Prime Minister of Barbados, Mia Mottley has been trying, ever since COP26, to make the link between climate crisis and the urgent changes we need to make to our global financial system. Why? Because without radical changes to our global financial architecture, to the World Bank and the IMF, poorer countries won’t adapt to climate change; because life on her Caribbean Island – where climate change is making tropical storms more frequent and destructive – may well depend on it.
Ours is a system of faltering compassion. A ‘disaster begging bowl’ nearly always organised after the fact. We have known for months that, without urgent action, tens of millions of people across East Africa would suffer severe hunger. The United Nations and NGOs have sounded the alarm time and again, yet the world has responded with a collective shrug.

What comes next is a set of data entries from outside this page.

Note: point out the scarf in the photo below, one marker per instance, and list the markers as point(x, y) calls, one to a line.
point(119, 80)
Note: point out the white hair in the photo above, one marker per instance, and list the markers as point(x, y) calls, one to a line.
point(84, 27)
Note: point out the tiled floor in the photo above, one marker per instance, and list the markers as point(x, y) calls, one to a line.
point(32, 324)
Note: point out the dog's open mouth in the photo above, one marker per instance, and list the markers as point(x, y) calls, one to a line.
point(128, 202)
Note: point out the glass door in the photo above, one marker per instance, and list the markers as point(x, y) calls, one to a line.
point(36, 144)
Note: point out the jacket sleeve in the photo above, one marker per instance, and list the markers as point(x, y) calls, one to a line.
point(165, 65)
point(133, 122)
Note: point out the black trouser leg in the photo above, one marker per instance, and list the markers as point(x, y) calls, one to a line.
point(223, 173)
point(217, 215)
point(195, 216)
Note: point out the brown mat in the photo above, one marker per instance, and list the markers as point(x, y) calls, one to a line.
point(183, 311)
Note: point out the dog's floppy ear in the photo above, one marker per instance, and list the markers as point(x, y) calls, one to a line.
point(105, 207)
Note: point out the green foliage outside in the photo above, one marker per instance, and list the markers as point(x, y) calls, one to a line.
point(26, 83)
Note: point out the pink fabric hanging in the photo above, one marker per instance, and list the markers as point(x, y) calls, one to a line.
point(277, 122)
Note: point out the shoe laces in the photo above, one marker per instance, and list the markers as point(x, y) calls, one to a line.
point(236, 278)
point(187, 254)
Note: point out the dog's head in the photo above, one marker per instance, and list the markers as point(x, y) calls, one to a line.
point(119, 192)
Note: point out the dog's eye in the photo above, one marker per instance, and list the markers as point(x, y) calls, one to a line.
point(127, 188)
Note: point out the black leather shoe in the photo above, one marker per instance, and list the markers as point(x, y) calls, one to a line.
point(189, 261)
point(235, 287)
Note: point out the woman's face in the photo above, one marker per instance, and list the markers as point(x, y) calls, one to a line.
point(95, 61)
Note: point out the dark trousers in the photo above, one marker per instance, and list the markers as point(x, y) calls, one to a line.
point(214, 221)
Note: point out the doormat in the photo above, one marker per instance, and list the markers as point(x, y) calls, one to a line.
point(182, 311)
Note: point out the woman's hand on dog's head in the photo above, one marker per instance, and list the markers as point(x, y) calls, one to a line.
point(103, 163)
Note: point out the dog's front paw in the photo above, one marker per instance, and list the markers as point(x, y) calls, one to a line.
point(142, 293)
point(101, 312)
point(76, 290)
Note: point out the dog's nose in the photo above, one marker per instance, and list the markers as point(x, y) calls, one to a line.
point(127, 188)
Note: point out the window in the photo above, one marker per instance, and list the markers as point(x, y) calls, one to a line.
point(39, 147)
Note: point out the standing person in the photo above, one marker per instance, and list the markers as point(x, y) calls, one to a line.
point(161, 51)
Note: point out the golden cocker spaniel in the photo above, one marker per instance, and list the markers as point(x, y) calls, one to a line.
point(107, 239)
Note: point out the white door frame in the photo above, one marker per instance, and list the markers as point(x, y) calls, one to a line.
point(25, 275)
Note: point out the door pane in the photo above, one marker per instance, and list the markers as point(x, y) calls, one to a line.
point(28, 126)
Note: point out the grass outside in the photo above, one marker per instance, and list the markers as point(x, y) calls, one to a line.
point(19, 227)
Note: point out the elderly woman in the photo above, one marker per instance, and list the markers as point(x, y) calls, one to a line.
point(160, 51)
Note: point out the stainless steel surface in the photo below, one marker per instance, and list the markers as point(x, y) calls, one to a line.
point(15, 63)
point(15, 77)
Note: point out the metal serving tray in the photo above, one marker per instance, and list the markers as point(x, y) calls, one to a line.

Nor is existing long-term climate financing quite what it seems. More than a decade ago, developed countries pledged $100 billion a year to help developing countries adapt to climate change and cut emissions. Yet our research suggests the majority of this public climate finance hasn’t come in the form of grants. Instead, the world’s poorest countries are being forced to take out loans to protect themselves from the excess carbon emissions of rich countries.
Before the start of Russia’s war in Ukraine, 60% of the world’s lowest-income countries were already in debt distress, or at high risk of it. At a time of spiralling food and energy costs, funds that were supposed to help developing countries invest in climate resilience are instead contributing to unsustainable debt.
This then is a moment for moral strategic, radical leadership. Eight decades ago, in the midst of World War II, Oxfam was founded at a similar moment of moral reckoning. The momentum behind our founders’, and others’, belief in humanity’s duty to alleviate suffering around the world eventually led to the international humanitarian system we recognise today. It is a system that has achieved a great deal; only the turbo-charged complexity of today’s global challenges has exposed its weaknesses.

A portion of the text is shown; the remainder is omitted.